Chaostar „The Undivided Light“
(Season Of Mist/Soulfood)
Um das Wichtigste vorwegzunehmen: Chaostar haben sich nach dem starken „Anomima“ aus dem Jahre 2013 nochmals gesteigert. Das Album fesselt von den ersten a cappella angestimmten Gesangspassagen der Ausnahmestimme Androniki Skoula und den auf dem Fuße folgenden treibenden Streicherarrangements über das zunächst an Massive Attack gemahnende Titelstück, das sich mit akustischem Schlagzeug und Bläsersounds in Soundtrack-Intensität hineinsteigert, bis zum epischen, zehnminütigen „Silent Yard“, in dem gegen Ende die E-Gitarre zum Einsatz kommt. Herausragend ist auch das experimentelle deutsch getextete „Blutbad“, das auf der Bühne eines Opernhauses bestehen könnte. Vielseitigkeit und Tiefe bestimmen das Geschehen inhaltlich wie klanglich. Vergleiche sind schwer zu finden. Zwischendurch kommen Gedanken an Dead Can Dance auf. Die haben in ihrem bisherigen Werk allerdings das modern kunstmusikalische Element ausgespart, das Chaostar einbringen wie Anleihen bei eingängigeren Songstrukturen. Das Ergebnis ist eine intensive und faszinierende Reise durch musikalische Welten, die den Horizont erweitert. Ja, die Musik der Griechen fordert die Aufmerksamkeit des Hörers.
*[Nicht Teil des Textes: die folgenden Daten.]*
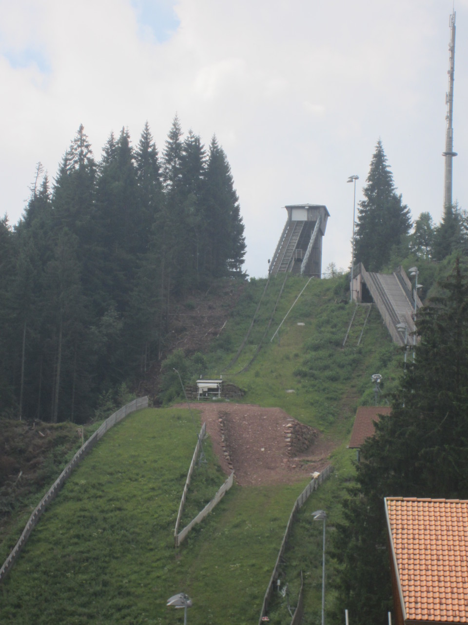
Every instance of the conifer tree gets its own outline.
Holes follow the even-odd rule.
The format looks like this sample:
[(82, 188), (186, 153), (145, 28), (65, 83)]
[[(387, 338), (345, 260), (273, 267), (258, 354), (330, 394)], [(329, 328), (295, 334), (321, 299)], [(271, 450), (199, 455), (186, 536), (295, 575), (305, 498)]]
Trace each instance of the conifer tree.
[(418, 258), (431, 258), (434, 245), (434, 224), (430, 212), (421, 212), (414, 222), (411, 249)]
[(361, 450), (335, 551), (339, 602), (358, 625), (386, 621), (391, 590), (384, 498), (468, 492), (468, 275), (457, 261), (418, 314), (421, 337), (376, 436)]
[(434, 259), (443, 261), (454, 252), (466, 256), (467, 251), (467, 215), (456, 204), (447, 206), (442, 221), (434, 231)]
[(244, 224), (230, 166), (214, 136), (210, 144), (203, 199), (205, 270), (217, 277), (240, 275), (245, 255)]
[(380, 139), (363, 193), (365, 199), (359, 203), (355, 261), (363, 262), (369, 271), (378, 271), (389, 262), (392, 248), (401, 244), (411, 226), (409, 209), (396, 192)]

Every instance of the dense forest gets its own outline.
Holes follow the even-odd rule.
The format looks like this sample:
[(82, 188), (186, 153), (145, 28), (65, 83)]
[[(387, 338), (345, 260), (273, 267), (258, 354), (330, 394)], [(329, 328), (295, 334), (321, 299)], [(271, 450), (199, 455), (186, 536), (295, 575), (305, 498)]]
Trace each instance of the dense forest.
[(82, 422), (164, 353), (173, 298), (242, 276), (226, 154), (176, 116), (160, 156), (147, 123), (100, 161), (80, 126), (51, 183), (38, 164), (19, 222), (0, 221), (0, 414)]

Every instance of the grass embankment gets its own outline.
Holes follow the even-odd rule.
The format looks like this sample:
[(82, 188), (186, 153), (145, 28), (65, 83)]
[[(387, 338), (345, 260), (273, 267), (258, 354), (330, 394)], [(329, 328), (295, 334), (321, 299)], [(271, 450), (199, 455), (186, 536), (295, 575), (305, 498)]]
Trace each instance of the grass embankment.
[[(81, 426), (85, 439), (100, 425)], [(31, 512), (81, 445), (74, 423), (0, 419), (0, 564)]]
[[(310, 512), (326, 510), (329, 536), (339, 519), (346, 481), (353, 474), (354, 454), (346, 442), (356, 408), (374, 404), (373, 374), (382, 374), (386, 389), (391, 388), (402, 354), (375, 309), (359, 346), (363, 316), (356, 318), (343, 348), (354, 307), (343, 303), (341, 278), (313, 280), (270, 342), (305, 284), (290, 277), (258, 357), (246, 372), (236, 374), (260, 342), (282, 282), (283, 278), (271, 281), (250, 339), (228, 368), (265, 281), (247, 285), (205, 356), (203, 373), (217, 377), (227, 372), (246, 391), (245, 402), (280, 407), (318, 428), (336, 446), (332, 462), (337, 472), (302, 509), (281, 571), (282, 584), (290, 586), (290, 602), (295, 605), (303, 569), (303, 622), (315, 623), (320, 614), (322, 526), (311, 521)], [(175, 518), (199, 427), (187, 411), (166, 409), (136, 413), (108, 432), (41, 519), (0, 588), (0, 621), (180, 622), (183, 611), (168, 610), (165, 601), (183, 591), (193, 600), (191, 624), (256, 622), (288, 518), (305, 482), (235, 485), (174, 550)], [(210, 446), (205, 449), (208, 462), (196, 472), (185, 522), (225, 479)], [(328, 564), (329, 579), (334, 566)], [(271, 622), (289, 622), (285, 601), (281, 596), (277, 599)], [(329, 605), (333, 601), (328, 592)]]
[[(198, 425), (186, 410), (147, 409), (110, 430), (44, 514), (0, 589), (0, 622), (191, 623), (258, 618), (296, 486), (234, 486), (175, 550), (173, 527)], [(189, 499), (200, 508), (225, 476), (205, 447)], [(195, 507), (198, 508), (198, 505)]]

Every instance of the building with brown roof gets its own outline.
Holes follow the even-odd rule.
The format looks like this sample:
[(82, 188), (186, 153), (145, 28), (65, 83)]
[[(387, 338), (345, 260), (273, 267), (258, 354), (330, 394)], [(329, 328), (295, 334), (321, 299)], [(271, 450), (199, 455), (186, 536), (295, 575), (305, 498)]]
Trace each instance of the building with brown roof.
[(388, 497), (397, 625), (468, 623), (468, 501)]
[(366, 439), (375, 434), (376, 422), (379, 420), (380, 415), (390, 414), (391, 411), (389, 406), (360, 406), (356, 413), (349, 449), (360, 449)]

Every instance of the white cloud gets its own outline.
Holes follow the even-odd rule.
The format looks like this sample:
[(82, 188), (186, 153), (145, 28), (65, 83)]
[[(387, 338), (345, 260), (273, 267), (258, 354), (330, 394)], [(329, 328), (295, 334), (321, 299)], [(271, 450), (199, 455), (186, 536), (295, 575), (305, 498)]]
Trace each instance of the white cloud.
[[(468, 208), (468, 0), (457, 4), (454, 198)], [(0, 213), (13, 222), (36, 163), (53, 176), (80, 123), (98, 157), (111, 130), (128, 126), (136, 142), (147, 119), (161, 151), (176, 111), (227, 152), (252, 275), (265, 274), (281, 207), (296, 202), (328, 206), (323, 265), (347, 266), (346, 181), (359, 174), (359, 199), (379, 137), (414, 216), (440, 218), (451, 0), (0, 0)]]

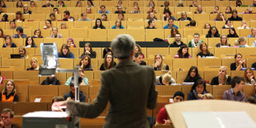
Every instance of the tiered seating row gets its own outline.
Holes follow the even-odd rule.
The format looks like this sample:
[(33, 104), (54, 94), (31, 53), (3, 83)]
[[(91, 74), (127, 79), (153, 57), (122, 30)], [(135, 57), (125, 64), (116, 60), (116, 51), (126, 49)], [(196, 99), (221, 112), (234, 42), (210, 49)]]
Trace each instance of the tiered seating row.
[[(220, 38), (206, 38), (206, 36), (208, 32), (206, 29), (197, 29), (197, 28), (187, 28), (187, 29), (179, 29), (179, 32), (182, 35), (182, 40), (185, 41), (184, 43), (188, 43), (193, 37), (192, 35), (194, 33), (199, 33), (201, 35), (201, 39), (206, 43), (208, 42), (208, 45), (215, 47), (215, 45), (220, 42)], [(220, 34), (227, 35), (227, 29), (220, 30)], [(115, 37), (116, 37), (119, 34), (130, 34), (133, 36), (135, 41), (153, 41), (153, 40), (156, 37), (161, 39), (168, 39), (170, 35), (171, 30), (169, 29), (102, 29), (102, 30), (96, 30), (96, 29), (82, 29), (82, 28), (73, 28), (69, 30), (59, 30), (59, 33), (64, 36), (64, 39), (62, 38), (46, 38), (50, 36), (50, 30), (42, 30), (42, 36), (45, 38), (34, 38), (34, 40), (36, 45), (39, 45), (42, 42), (66, 42), (68, 38), (75, 39), (75, 43), (78, 45), (79, 41), (111, 41)], [(10, 35), (12, 36), (16, 31), (13, 30), (5, 30), (4, 33), (6, 35)], [(34, 30), (31, 29), (24, 29), (24, 33), (27, 34), (28, 36), (34, 36)], [(238, 35), (239, 36), (247, 37), (249, 35), (251, 35), (251, 30), (238, 30)], [(185, 38), (185, 39), (183, 39)], [(235, 40), (238, 38), (229, 38), (228, 41), (234, 46)], [(169, 43), (173, 42), (174, 38), (168, 39)], [(12, 39), (14, 43), (17, 43), (18, 46), (25, 44), (26, 40), (22, 39)], [(249, 39), (249, 45), (252, 45), (252, 42), (255, 40), (254, 38)], [(212, 42), (213, 41), (213, 42)], [(0, 45), (2, 45), (4, 44), (3, 39), (0, 39)], [(211, 43), (211, 44), (210, 44)], [(62, 43), (58, 45), (61, 47)], [(39, 46), (39, 45), (37, 45)]]
[[(255, 9), (256, 10), (256, 9)], [(154, 14), (157, 17), (157, 20), (162, 21), (163, 20), (163, 14), (162, 11), (159, 13)], [(2, 17), (4, 13), (2, 13), (0, 17)], [(107, 20), (109, 21), (116, 21), (118, 18), (118, 14), (107, 14)], [(224, 14), (225, 19), (228, 19), (231, 17), (231, 14)], [(255, 17), (256, 14), (238, 14), (239, 17), (243, 17), (244, 20), (250, 21), (254, 20), (252, 17)], [(12, 21), (15, 19), (16, 16), (14, 13), (8, 13), (8, 21)], [(71, 17), (73, 17), (75, 21), (78, 21), (81, 18), (81, 12), (71, 12)], [(96, 20), (97, 18), (101, 18), (102, 14), (88, 14), (87, 17), (91, 20)], [(172, 14), (173, 17), (175, 17), (176, 19), (181, 17), (180, 12)], [(187, 12), (187, 17), (191, 17), (192, 19), (198, 21), (214, 21), (216, 18), (217, 14), (210, 14), (210, 13), (201, 13), (201, 14), (194, 14), (193, 12)], [(140, 13), (140, 14), (124, 14), (124, 20), (146, 20), (148, 14), (146, 13)], [(22, 17), (26, 21), (44, 21), (47, 19), (50, 19), (50, 13), (32, 13), (32, 14), (26, 14), (23, 15)], [(56, 21), (62, 20), (64, 18), (63, 13), (56, 14), (55, 15)], [(201, 18), (204, 17), (204, 18)]]
[[(113, 5), (117, 5), (118, 1), (93, 1), (93, 4), (97, 6), (96, 7), (99, 7), (101, 5), (105, 5), (106, 7), (113, 7)], [(170, 3), (170, 7), (176, 7), (178, 3), (178, 1), (168, 1)], [(36, 7), (40, 7), (45, 5), (45, 2), (44, 1), (35, 1)], [(50, 1), (51, 4), (55, 7), (58, 5), (57, 1)], [(138, 1), (140, 7), (147, 7), (149, 5), (149, 1)], [(164, 1), (154, 1), (154, 5), (156, 7), (160, 7), (164, 5)], [(189, 7), (192, 5), (192, 1), (183, 1), (184, 7)], [(17, 2), (5, 2), (7, 7), (15, 7)], [(27, 4), (30, 7), (29, 2), (22, 2), (23, 5)], [(122, 1), (122, 4), (124, 7), (133, 7), (134, 1)], [(251, 5), (251, 1), (242, 0), (243, 5)], [(69, 7), (76, 7), (77, 1), (65, 1), (64, 4)], [(197, 5), (201, 5), (202, 7), (213, 7), (218, 5), (220, 7), (235, 7), (235, 1), (197, 1)], [(87, 2), (82, 1), (82, 6), (87, 7)]]
[[(80, 86), (79, 89), (86, 95), (87, 102), (92, 102), (97, 97), (101, 85)], [(190, 92), (192, 85), (171, 85), (171, 86), (156, 86), (159, 92), (158, 102), (168, 102), (177, 91), (183, 91), (186, 95)], [(222, 99), (222, 95), (225, 90), (231, 88), (230, 85), (206, 85), (206, 90), (213, 94), (216, 99)], [(254, 87), (245, 85), (244, 93), (246, 97), (254, 93)], [(3, 87), (0, 88), (1, 90)], [(67, 85), (16, 85), (19, 102), (34, 102), (36, 98), (40, 98), (40, 102), (51, 102), (55, 96), (64, 96), (69, 92), (70, 88)], [(50, 109), (50, 108), (48, 108)]]
[[(178, 62), (174, 61), (176, 64), (180, 64), (181, 66), (171, 66), (177, 68), (175, 70), (172, 70), (172, 77), (176, 80), (176, 83), (183, 83), (184, 79), (186, 78), (186, 76), (187, 74), (187, 71), (191, 66), (197, 66), (197, 64), (193, 64), (193, 61), (192, 61), (192, 64), (183, 64), (184, 60), (181, 60)], [(186, 61), (186, 60), (185, 60)], [(186, 61), (186, 63), (188, 63), (189, 61)], [(231, 63), (230, 59), (225, 60), (226, 64)], [(201, 76), (201, 78), (207, 81), (209, 83), (211, 83), (212, 78), (218, 75), (219, 73), (219, 68), (220, 64), (219, 65), (213, 65), (209, 66), (206, 65), (206, 64), (211, 63), (211, 61), (208, 61), (208, 63), (202, 63), (205, 65), (200, 65), (199, 69), (199, 74)], [(212, 64), (216, 64), (216, 62), (211, 62)], [(218, 63), (218, 62), (217, 62)], [(240, 76), (244, 77), (244, 71), (230, 71), (230, 67), (227, 66), (229, 70), (227, 74), (230, 75), (231, 77), (234, 76)], [(178, 71), (178, 69), (183, 69), (184, 71)], [(45, 79), (46, 79), (46, 77), (38, 77), (38, 71), (7, 71), (7, 70), (2, 70), (2, 76), (5, 77), (7, 79), (15, 79), (17, 84), (22, 84), (22, 85), (34, 85), (34, 84), (40, 84)], [(89, 84), (99, 84), (98, 79), (101, 79), (101, 73), (102, 71), (85, 71), (84, 75), (86, 78), (89, 80)], [(163, 73), (166, 73), (161, 72), (161, 71), (155, 71), (156, 76), (163, 75)], [(61, 84), (64, 84), (66, 80), (72, 77), (72, 73), (58, 73), (55, 74), (57, 79), (60, 81)], [(4, 80), (3, 82), (6, 82), (7, 80)]]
Sie tut dies allerdings nicht durch aufgesetzten Avantgardismus, sondern mit bewundernswerter Verführungskunst, die Momente der Irritation einschließt, einen am Ende aber glücklich und beseelt aus der meditativen Schlussnummer „Yin & Yang“ entlässt. Beeindruckend!
Christoph Kutzer
Rezension aus Sonic Seducer, Ausgabe 04/2018.